Very odd plots from posterior simulation of factor by GAM model

I am running the model below (modGI_test):

  modGI_test <- gam(Met1 ~ Antibiotics + s(Timepoint, k=7) +
                s(Timepoint, by=Antibiotics, k=7, m=1) + 
                s(Timepoint, ID_new, bs="fs", k=7) +
                Age_use + Gender, 
                data=df_full, method="REML")

And getting the posterior simulation information from:

 beta <- coef(modGI_test)  
 Vb <- vcov(modGI_test) 
 Xp <-predict(modGI_test, type= "lpmatrix") 
 Beta_sim <-rmvn(n=1000, beta, Vb) 

For metabolite (response), I would like to obtain separate plots for the global s(Timepoint), per individual s(Timepoint, ID_new, bs="fs") and also for the Antibiotics (Yes/No) s(Timepoint, by=Antibiotics). However, when I extract out the information for antibiotics yes and antibiotics no using the below and plot the mean and CI, the plots look very odd - where am I going wrong here please?

##antibiotics yes 

Xp_antibioticsyes <- Xp[, grep("s\\(Timepoint\\):Antibiotics(Yes)\\.\\d+", colnames(Xp))]
Beta_antibioticsyes <- Beta_sim[, grep("s\\(Timepoint\\):Antibiotics(Yes)\\.\\d+", colnames(Beta_sim))]
Eta_antibioticsyes <- Xp_antibioticsyes %*% t(Beta_antibioticsyes)
Mu_antibioticsyes <- inv_link(modGI_test)(Eta_antibioticsyes)

##antibiotics no 

Xp_antibioticsno <- Xp[, antibiotics_cols_no]
Beta_antibioticsno <- Beta_sim[,  grep("s\\(Timepoint\\):Antibiotics(No)\\.\\d+", colnames(Beta_sim))]
Eta_antibioticsno <- Xp_antibioticsno %*% t(Beta_antibioticsno)
Mu_antibioticsno <- inv_link(modGI_test)(Eta_antibioticsno)

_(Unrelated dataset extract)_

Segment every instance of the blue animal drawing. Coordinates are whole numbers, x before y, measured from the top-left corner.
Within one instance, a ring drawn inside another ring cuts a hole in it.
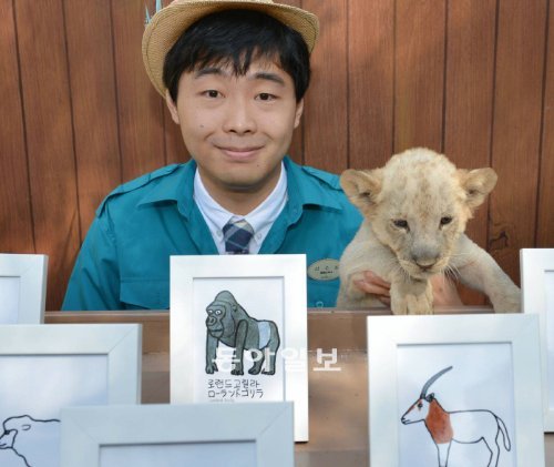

global_intercept <- Xp[, "(Intercept)"] %*% t(Beta_sim[, "(Intercept)"])
main_effect <- Xp[, "AntibioticsYes"] %*% t(Beta_sim[, "AntibioticsYes"])

# Add these to the group-specific predictions

Mu_antibioticsyes <- Mu_antibioticsyes + global_intercept + main_effect
Mu_antibioticsno <- Mu_antibioticsno + global_intercept  # No main effect for "No"

##showing only antibiotics yes here
antibiotics_yes <- data.frame(t(apply(Mu_antibioticsyes, 1, function(x) {
  c(mean = mean(x, na.rm = TRUE),
  lowerci = quantile(x, probs = 0.025),
  upperci = quantile(x, probs = 0.975))
})))

antibiotics_yes$Timepoint <- stackoverflow$Timepoint
antibiotics_yes$Group <- rep("Yes", nrow(antibiotics_yes))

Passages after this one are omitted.